Dismal statistics on the number of women in politics took center stage last week as the women’s and gender studies department invited three prominent women in politics to discuss politics in New Jersey and encourage students to become involved.
The speakers were alumnus Kelly Baden of Planned Parenthood Association of Bucks County, Sarah Brewer of Women & Politics Institute and Susan Markham of EMILY’s List, both of Washington, D.C.
Ann Marie Nicolosi, professor of women’s and gender studies, said this year was the start of a new program for Women’s History Month, the alumnus spotlight. Baden was one of the first graduates of the women’s and gender studies program in 2001.
Baden disclosed that there are 14 women in the U.S. Senate and 66 women in the U.S. House of Representatives. There are no women in Congress from New Jersey. She also said that New Jersey has never sent a woman to the Senate.
There are six women in the New Jersey Senate and 13 in the state Assembly. New Jersey ranks 41st, for the amount of women in the state legislature.
“To see how we rank in comparison to other countries, especially compared to Iraq, a nation we are in the process of helping to rebuild, is just in one word upsetting,” Rachel Donohue, junior political science and women’s and gender studies major, said.
To improve the situation, the panel discussed the “pipeline” theory of women in government. The idea is to get more women in lower levels of government to run for office and eventually move up the ladder. These women would then encourage other women to take their place in the lower ranks.
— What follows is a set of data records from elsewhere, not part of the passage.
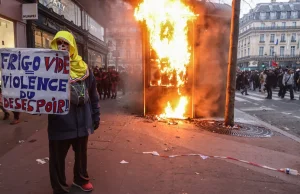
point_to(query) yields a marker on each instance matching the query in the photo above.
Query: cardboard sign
(35, 81)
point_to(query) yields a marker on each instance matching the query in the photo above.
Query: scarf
(79, 69)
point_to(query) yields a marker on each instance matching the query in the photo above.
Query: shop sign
(29, 11)
(35, 81)
(253, 63)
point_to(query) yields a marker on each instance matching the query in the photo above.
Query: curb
(269, 126)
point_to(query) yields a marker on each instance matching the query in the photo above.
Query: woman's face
(62, 45)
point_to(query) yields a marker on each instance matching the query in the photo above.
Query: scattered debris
(21, 141)
(172, 123)
(42, 161)
(154, 153)
(124, 162)
(33, 140)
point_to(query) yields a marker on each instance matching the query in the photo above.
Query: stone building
(124, 38)
(269, 34)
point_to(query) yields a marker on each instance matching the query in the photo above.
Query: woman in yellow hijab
(74, 128)
(64, 40)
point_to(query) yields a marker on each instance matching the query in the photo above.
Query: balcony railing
(269, 58)
(271, 28)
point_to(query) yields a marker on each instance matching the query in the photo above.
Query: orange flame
(167, 23)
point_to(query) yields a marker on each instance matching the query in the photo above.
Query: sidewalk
(123, 136)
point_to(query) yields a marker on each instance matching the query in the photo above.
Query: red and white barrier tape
(283, 170)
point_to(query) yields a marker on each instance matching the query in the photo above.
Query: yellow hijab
(79, 69)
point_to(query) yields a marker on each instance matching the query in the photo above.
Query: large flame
(167, 23)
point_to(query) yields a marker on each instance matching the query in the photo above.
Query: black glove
(96, 125)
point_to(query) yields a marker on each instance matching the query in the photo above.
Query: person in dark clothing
(256, 80)
(244, 83)
(288, 81)
(238, 81)
(297, 80)
(279, 83)
(74, 128)
(271, 78)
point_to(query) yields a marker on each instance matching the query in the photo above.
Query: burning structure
(185, 50)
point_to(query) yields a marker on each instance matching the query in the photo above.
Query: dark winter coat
(271, 79)
(79, 122)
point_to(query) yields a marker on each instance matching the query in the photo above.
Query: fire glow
(167, 23)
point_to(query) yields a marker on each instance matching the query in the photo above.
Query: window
(283, 24)
(294, 14)
(283, 15)
(272, 38)
(261, 51)
(293, 37)
(292, 50)
(128, 54)
(273, 15)
(272, 50)
(263, 15)
(282, 51)
(262, 38)
(66, 8)
(128, 42)
(7, 35)
(42, 39)
(273, 25)
(282, 38)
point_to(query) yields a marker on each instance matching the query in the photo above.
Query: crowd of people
(109, 82)
(286, 79)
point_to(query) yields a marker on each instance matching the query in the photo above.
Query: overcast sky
(245, 7)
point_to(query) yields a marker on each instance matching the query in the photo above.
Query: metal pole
(232, 59)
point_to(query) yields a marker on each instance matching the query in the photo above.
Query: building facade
(269, 34)
(53, 16)
(124, 37)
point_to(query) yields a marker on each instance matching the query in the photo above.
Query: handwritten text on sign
(35, 80)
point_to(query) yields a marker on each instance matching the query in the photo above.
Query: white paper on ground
(203, 157)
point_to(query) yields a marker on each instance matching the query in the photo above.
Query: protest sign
(35, 81)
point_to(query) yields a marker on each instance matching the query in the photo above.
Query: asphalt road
(282, 113)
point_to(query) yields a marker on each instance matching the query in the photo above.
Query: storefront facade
(54, 16)
(12, 27)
Baden said that the pipeline theory has not worked out as well as people hoped it would. The country has a greater focus on security and women are not viewed as strong, she said.
Brewer said that the numbers are sobering and that there needs to be more networking.
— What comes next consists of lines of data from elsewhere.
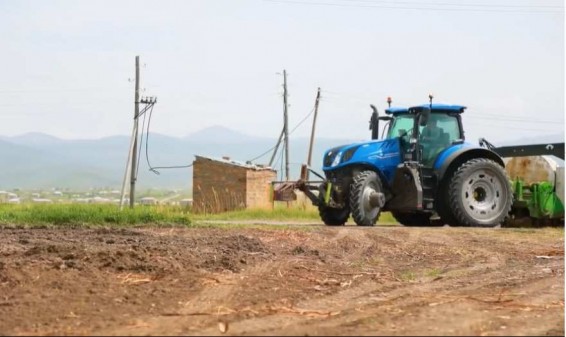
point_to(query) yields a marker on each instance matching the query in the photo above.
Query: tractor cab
(426, 130)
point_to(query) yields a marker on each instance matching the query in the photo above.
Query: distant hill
(36, 160)
(543, 139)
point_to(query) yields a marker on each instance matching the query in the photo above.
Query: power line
(451, 4)
(407, 8)
(509, 119)
(290, 132)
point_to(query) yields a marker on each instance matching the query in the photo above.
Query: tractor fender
(455, 155)
(351, 169)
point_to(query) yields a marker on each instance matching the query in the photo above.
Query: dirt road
(300, 281)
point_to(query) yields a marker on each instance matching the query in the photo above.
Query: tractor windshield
(401, 125)
(449, 126)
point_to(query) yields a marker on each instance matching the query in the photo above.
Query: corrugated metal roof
(247, 165)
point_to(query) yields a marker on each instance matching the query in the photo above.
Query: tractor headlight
(336, 160)
(348, 154)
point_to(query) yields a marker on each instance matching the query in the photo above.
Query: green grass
(84, 215)
(81, 215)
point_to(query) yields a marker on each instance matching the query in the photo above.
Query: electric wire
(451, 4)
(408, 8)
(141, 145)
(290, 132)
(154, 168)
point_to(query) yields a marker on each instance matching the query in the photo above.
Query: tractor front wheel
(364, 185)
(333, 216)
(480, 193)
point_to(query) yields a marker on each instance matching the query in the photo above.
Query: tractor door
(441, 130)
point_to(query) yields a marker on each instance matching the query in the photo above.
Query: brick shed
(221, 185)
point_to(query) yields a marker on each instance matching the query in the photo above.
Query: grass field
(75, 215)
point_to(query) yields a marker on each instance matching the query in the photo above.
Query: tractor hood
(361, 153)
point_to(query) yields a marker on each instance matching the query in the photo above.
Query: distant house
(41, 201)
(221, 185)
(148, 201)
(186, 202)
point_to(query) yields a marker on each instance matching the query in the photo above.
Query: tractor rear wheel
(415, 219)
(364, 185)
(480, 193)
(333, 216)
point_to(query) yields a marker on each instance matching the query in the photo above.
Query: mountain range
(40, 161)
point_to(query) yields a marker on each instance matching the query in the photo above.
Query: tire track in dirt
(337, 281)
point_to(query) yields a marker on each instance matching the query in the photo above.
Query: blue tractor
(423, 172)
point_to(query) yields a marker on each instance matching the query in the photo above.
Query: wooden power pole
(309, 157)
(285, 125)
(133, 174)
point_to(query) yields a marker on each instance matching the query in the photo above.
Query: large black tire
(480, 193)
(415, 219)
(363, 185)
(333, 216)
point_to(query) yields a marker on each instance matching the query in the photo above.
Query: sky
(67, 67)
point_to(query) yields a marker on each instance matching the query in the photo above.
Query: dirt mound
(328, 281)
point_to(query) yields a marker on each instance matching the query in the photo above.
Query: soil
(301, 280)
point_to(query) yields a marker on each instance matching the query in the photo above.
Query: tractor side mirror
(424, 116)
(374, 122)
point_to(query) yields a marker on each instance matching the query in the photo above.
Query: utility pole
(133, 173)
(131, 165)
(312, 132)
(277, 146)
(285, 125)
“Political parties need to do a better job at seeking out new women candidates,” she said. She also said that a lot of women have not been replaced by other women.
“I’m not as discouraged about the ‘pipeline’ theory as some of the panelists were,” Daryl Fair, professor of political science, said. “Maybe the results have not been as good as we might like, as of yet, but if there are no candidates in the pipeline, then it is difficult, if not impossible, to elect more women to office.”
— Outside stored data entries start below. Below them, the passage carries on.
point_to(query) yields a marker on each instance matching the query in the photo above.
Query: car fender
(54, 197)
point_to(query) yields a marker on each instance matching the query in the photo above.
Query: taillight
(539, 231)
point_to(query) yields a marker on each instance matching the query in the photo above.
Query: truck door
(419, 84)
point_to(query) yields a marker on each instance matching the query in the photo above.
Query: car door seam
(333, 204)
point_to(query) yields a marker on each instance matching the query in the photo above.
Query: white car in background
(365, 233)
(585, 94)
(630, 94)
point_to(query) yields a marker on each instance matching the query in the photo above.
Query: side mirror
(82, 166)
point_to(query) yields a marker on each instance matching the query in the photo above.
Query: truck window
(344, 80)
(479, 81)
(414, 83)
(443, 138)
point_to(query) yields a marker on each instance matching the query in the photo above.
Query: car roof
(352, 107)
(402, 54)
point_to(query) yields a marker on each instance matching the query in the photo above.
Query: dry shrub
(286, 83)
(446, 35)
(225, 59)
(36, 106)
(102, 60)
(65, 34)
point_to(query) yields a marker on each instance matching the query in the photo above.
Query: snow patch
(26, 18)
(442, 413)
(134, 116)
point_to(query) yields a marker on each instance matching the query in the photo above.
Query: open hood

“Having candidates in the pipeline is a necessary, but not a sufficient, condition for getting more women elected. We need to identify the other conditions that must be present as well, and then work to bring them about,” he added.
Baden said that the United States ranks 52nd globally with regards to female representation. “There are more women represented in places where the U.S. has made democracy,” Baden said. “There is 35 percent female representation in Iraq after the election,” Baden said.